A estimativa para o desempenho da economia este ano, apesar da revisão para baixo, é muito melhor do que a projeção dos agentes econômicos ouvidos para o Boletim Focus do Banco Central, de crescimento de 0,3 por cento.

No relatório, elaborado também pelo Ministério da Fazenda, o governo manteve a previsão para a inflação deste ano em 6,20 por cento pelo IPCA, ante estimativa do Boletim Focus de 6,3 por cento.

A estimativa para receita líquida total foi reduzida em 10,5 bilhões de reais, para 1,084 trilhão de reais neste ano, mesmo com o governo elevando em 1,5 bilhão de reais a previsão das receitas com dividendos. "Houve queda em praticamente todas as projeções dos tributos", relata o documento.

Para compensar parcialmente a queda na estimativa de receita, o governo disse que irá sacar 3,5 bilhões de reais do Fundo Soberano do Brasil (FSB).

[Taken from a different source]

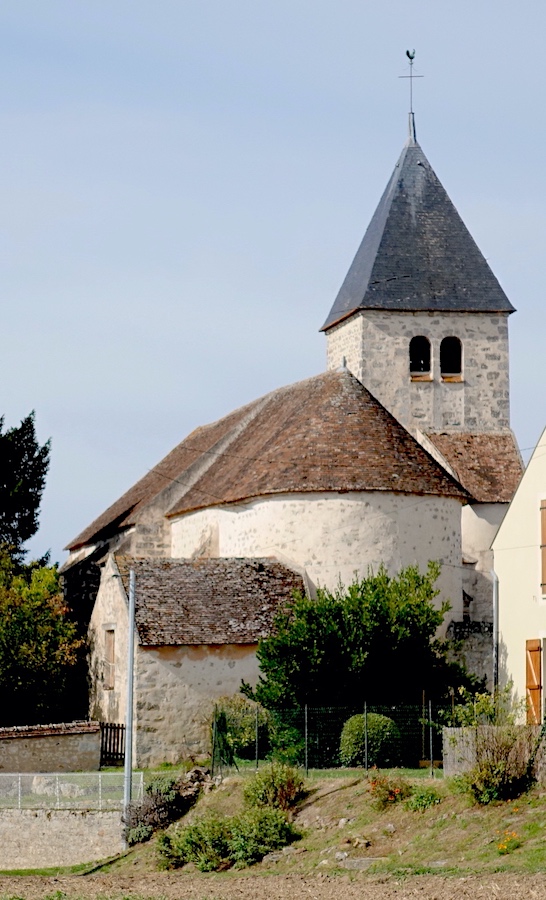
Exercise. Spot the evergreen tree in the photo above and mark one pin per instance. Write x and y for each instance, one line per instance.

Com isso, a queda efetiva na projeção de receita passou a 7,041 bilhões de reais, valor que foi compensando com corte similar nas despesas primárias obrigatórias, que passaram a 667,7 bilhões de reais.

Os maiores cortes nas previsões de despesas ocorreram nas transferências do Tesouro Nacional para a Conta de Desenvolvimento Energético (CDE), cujas dotações caíram para 9 bilhões de reais, ante 13 bilhões de reais previstos anteriormente, e nos subsídios, cortados em 3 bilhões de reais.

Num cenário marcado por arrecadação tributária estagnada, elevado peso das renúncias tributárias e baixos resultados fiscais entre janeiro e junho, o relatório das contas do governo não faz referência ao cumprimento da meta de 2014 de superávit primário de 99 bilhões de reais, equivalente a 1,9 por cento do PIB.

Em 12 meses encerrados em julho, essa economia para o pagamento dos juros da dívida pública estava em apenas 1,22 por cento do PIB, indicando a grande dificuldade do governo em atingir o alvo.

A deterioração das contas públicas e o baixo crescimento da economia levaram a agência de classificação de risco Moody's a alterar a perspectiva de rating soberano do Brasil de "estável" para "negativa", numa ameaça de rebaixamento da nota de crédito soberano do país.